Diciembre 2017 #47
Tendencias

Casas que se adaptan al entorno para ahorrar energía

casas pasivasLas llaman casas pasivas, pero no te dejes engañar por este nombre con connotaciones negativas. Si las denominan así  es porque se adaptan a su entorno y aprovechan los factores climáticos para abastecerse de energía de manera natural. Son, a su manera, casas inteligentes. Y dicen que su diseño consciente con el medio ambiente les permite reducir su consumo energético hasta siete veces respecto al de un edificio convencional.

Comenzaron a construirse a principios de los años noventa en países fríos del norte de Europa  como Alemania. Su principal objetivo era mantener las viviendas calientes sin necesidad de calefacción. Desde entonces, esta tendencia se ha extendido cada vez más, llegando a países más cálidos como España. Y es que sus reglas se aplican a cualquier clima: las casas pasivas buscan siempre la solución más idónea para aprovechar las ventajas y sortear los inconvenientes de cada lugar.
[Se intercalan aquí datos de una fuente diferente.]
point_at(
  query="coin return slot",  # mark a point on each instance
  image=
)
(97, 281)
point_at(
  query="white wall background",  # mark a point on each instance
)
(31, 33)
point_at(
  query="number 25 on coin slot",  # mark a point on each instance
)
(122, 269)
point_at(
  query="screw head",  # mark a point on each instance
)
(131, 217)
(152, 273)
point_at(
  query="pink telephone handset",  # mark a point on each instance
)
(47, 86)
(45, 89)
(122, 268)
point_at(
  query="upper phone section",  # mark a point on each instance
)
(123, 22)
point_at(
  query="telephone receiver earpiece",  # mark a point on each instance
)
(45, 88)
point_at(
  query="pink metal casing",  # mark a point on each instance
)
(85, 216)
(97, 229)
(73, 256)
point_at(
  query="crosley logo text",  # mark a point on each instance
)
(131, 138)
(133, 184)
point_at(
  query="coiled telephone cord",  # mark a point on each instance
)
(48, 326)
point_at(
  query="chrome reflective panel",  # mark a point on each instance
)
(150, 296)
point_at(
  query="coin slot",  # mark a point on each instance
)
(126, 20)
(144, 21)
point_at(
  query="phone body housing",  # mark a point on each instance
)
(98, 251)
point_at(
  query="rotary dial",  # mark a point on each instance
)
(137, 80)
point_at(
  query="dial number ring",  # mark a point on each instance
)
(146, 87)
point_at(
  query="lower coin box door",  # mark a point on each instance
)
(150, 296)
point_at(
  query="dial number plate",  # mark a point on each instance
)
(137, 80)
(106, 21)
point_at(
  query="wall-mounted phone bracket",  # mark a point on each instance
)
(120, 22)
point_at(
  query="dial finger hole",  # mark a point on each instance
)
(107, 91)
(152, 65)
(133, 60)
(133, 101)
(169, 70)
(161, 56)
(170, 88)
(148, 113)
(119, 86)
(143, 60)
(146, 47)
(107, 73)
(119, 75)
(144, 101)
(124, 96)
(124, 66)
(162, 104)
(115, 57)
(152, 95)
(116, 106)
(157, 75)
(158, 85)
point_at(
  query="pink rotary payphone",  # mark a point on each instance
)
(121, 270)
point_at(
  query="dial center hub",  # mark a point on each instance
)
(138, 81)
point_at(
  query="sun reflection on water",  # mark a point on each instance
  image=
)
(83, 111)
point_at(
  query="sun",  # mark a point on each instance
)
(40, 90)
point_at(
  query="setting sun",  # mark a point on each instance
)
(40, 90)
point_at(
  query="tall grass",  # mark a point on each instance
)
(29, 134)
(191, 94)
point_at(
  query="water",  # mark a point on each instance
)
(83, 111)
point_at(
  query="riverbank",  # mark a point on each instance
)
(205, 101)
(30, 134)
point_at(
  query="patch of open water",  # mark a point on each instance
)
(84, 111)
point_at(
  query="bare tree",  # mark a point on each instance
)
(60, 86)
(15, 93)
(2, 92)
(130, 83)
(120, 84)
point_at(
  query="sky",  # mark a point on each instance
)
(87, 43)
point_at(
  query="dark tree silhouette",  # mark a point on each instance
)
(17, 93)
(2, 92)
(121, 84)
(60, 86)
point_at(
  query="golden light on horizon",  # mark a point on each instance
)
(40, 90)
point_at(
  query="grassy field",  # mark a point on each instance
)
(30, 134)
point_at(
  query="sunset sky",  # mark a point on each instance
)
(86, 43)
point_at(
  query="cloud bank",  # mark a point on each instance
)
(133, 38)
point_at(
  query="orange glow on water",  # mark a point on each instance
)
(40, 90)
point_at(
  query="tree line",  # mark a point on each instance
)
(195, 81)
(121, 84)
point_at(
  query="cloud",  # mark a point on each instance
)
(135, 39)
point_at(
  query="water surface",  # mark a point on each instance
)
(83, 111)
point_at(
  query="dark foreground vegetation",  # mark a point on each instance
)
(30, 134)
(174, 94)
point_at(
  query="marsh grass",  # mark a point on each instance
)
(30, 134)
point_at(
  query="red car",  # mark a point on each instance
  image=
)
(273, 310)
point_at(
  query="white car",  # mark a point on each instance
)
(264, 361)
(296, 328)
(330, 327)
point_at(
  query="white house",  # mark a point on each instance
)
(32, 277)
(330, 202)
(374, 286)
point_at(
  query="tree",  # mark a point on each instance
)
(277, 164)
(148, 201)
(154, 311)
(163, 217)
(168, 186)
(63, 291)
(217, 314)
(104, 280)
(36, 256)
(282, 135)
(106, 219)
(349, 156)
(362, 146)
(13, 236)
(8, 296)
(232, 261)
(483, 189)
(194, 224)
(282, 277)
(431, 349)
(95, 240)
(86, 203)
En una casa pasiva, todo está pensado para conseguir la mayor eficiencia energética: su ubicación y orientación sobre el terreno, el diseño de sus elementos e incluso los materiales y técnicas empleados en su construcción. Estas son algunas de sus premisas:

  •  Garantizar un aislamiento térmico eficaz. Es esencial si se quiere mantener la temperatura idónea en el interior de la casa en todo momento. Para ello, se emplean los materiales más adecuados (por ejemplo, corcho o madera) y se tiene muy en cuenta el hermetismo, vigilando que no queden rendijas por las que pueda colarse el calor o evitando abrir las ventanas.
  •  Aprovechar al máximo la luz solar, tanto para la iluminación natural como en su calidad de fuente de calor. Estos edificios cuentan con aperturas, cornisas y ventanas situadas de manera que dejen entrar sin reservas el sol invernal, pero también introducen elementos que protejan ante el sol veraniego.
  •  Lograr que la naturaleza juegue a su favor. La presencia de árboles de hoja caduca cerca de la casa, por ejemplo, puede aportar un doble beneficio: en verano darán sombra y en invierno, cuando hayan perdido las hojas, dejarán pasar el sol. También son útiles los jardines horizontales (en tejados) o verticales (en muros exteriores) como aislante térmico.
  •  Instalar sistemas que permitan el aprovechamiento de las energías renovables, como paneles solares o molinos eólicos.